Adult birds or chicks that have been transferred to their respective isolation areas are deemed fit to return to the breeding aviary or nursery by meeting uniform entry requirements. This type of protocol allows for protection of the uniformity of the breeding collection, as well as protection from potential introduction of infectious disease.

Nursery
The nursery is the location where the young are hand fed and raised. These young represent the productivity of the breeding aviary as well as the primary desired product of the breeding facility. Young antiracial birds such as macaws are environmentally and immunologically more vulnerable to lapses in management protocol and infectious disease. As such, attention to detail in nursery management tech unique and traffic flow control is important to minimize stress and reduce the risk of infectious disease introduction and transmission within the nursery.Any breeding facility that does not have a clearly designated nursery area cannot hope to protect its young from infectious disease and outside stressors. Increased mortality and decreased productivity from the nursery is usually experienced in nurseries with poor conceptually closed design or nursery management techniques

Summary
The closed aviary concept offers both the aviculturalist and the veterinarian an foundation to build on. In a conceptually closed facility, there is consistently adequate thought applied towards traffic control.
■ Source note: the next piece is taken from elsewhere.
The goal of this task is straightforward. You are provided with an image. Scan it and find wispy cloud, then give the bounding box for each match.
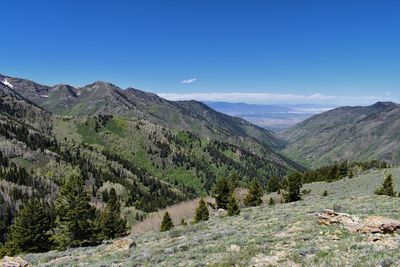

Therefore, risk of infectious disease as well as other disruptive factors should be significantly reduced. Standardized medical and aviculture knowledge about breeder populations within the closed facility allows for more potential success in population management protocols. The specific management protocols recommended and structural design of each component of the closed aviary will vary significantly between facilities depending on the numerous outside variables. Consistent application of closed facility concepts, however, should always remain constant.